This contribution analyzes one of the
peculiarities of pregnancy monitoring in Malinke country (north-west of Ivory
Coast): taboos associated with pregnancy. The data were collected from February
to July 2015 for mothers, counselors and health workers through the focus group
and semi-directive interview. The study shows that there are food and non-food
taboos associated with pregnancy. This provision is part of a preventive health
framework: the aim is to prevent the health, social and spiritual risks faced
by the mother-child couple. This objective of risk prevention is common to
modern obstetrics and traditional obstetrics. However, there are many
divergences in the typology of identified risks as well as in the explanations
of the categories of actors.
Introduction
En Côte d’Ivoire, comme dans la plupart des pays d’Afrique
Subsaharienne, les indicateurs de Santé Maternelle sont alarmants. L’EDS-MICS
de 2011-2012 relève 614 décès maternels pour 100.000 naissances vivantes
(EDS-MICS, 2013). Cet état de fait se justifie par trois grandes causes: des
causes directes, des causes indirectes et des causes sous-jacentes. Les
principales causes obstétricales directes sont les hémorragies du post-partum,
les hémorragies de la période prénatale, les grossesses extra-utérines et les
ruptures utérines. Les causes obstétricales indirectes sont causées par
l’anémie. L’anémie est la résultante de plusieurs facteurs dont le paludisme,
le VIH et une nutrition des femmes enceintes pauvre en fer. Les causes
sous-jacentes sont constituées notamment des grossesses précoces, de
l’excision, etc.
L’une des voies indiquées par les autorités sanitaires en vue de
détecter, traiter les problèmes et les complications liés à la grossesse, mais
aussi de prévenir les maladies et les complications obstétricales est la consultation prénatale (INS
et ICF international 2012). Au moins quatre consultations prénatales sont
requises au cours de la grossesse.
Cette importance de la consultation prénatale est cependant relativisée,
voire contrastée par des pratiques socioculturelles. En effet, dans le domaine
de la surveillance de la grossesse, les populations ivoiriennes adoptent un
itinéraire varié: obstétrique moderne, obstétrique traditionnelle (Guillaume,
1988). La première résulte de normes de la médecine conventionnelle. La seconde
n’est autre que la médecine de tradition africaine. Au nombre des
recommandations faites par les praticiens de médecine traditionnelle, figurent
les tabous associés à la grossesse. Ces interdits sont de divers ordres: visuel, verbal, alimentaire et relationnel chez les Akan de
Côte d’Ivoire (Abé, 2013); alimentaire, moteur, visuel, verbal et sexuel
chez les Sakata de la République Démocratique du
Congo (ex-Zaïre) (Bolakonga 1989-1990).
En Côte d’Ivoire, la situation de la Santé Maternelle est "alarmante"

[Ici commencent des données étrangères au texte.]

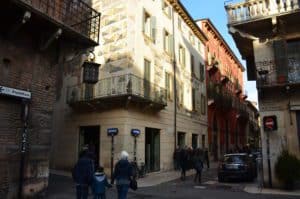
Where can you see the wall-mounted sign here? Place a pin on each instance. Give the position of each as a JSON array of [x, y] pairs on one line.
[[112, 131], [270, 123], [14, 92], [135, 132]]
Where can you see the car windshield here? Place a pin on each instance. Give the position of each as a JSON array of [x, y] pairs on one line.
[[235, 159]]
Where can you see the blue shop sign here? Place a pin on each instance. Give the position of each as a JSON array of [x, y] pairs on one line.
[[135, 132], [112, 131]]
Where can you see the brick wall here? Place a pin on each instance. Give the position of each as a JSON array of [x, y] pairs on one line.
[[36, 71]]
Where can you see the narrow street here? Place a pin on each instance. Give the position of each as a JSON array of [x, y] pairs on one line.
[[63, 188]]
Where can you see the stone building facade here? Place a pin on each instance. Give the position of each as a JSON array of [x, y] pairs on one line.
[[34, 45], [267, 34], [228, 113], [142, 43]]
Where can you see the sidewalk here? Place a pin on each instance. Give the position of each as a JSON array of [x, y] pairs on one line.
[[253, 188], [166, 176]]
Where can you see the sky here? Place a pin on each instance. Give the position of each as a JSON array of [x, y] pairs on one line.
[[215, 11]]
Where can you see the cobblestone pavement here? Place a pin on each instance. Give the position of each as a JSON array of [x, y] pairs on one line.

dans le nord-ouest. Selon l’EDS-MICS de 2011-2012, c’est dans cette partie du
pays qu’est relevé le taux le moins élevé de visite prénatale (76 %) (EDS-MICS,
2013). Des travaux de recherche entrepris en 2015 dans le District Sanitaire
d’Odienné ont montré que le suivi prénatal traditionnel occupe une place
prééminente dans les pratiques génésiques des femmes Malinké (CODESRIA, 2014. Personal
communication). De ce fait, les gestantes observent un ensemble de tabous. Ces
rites visent à protéger ces dernières ainsi que leurs fœtus de toutes les
influences néfastes du monde extérieur ou du monde des esprits (Charles, 2014).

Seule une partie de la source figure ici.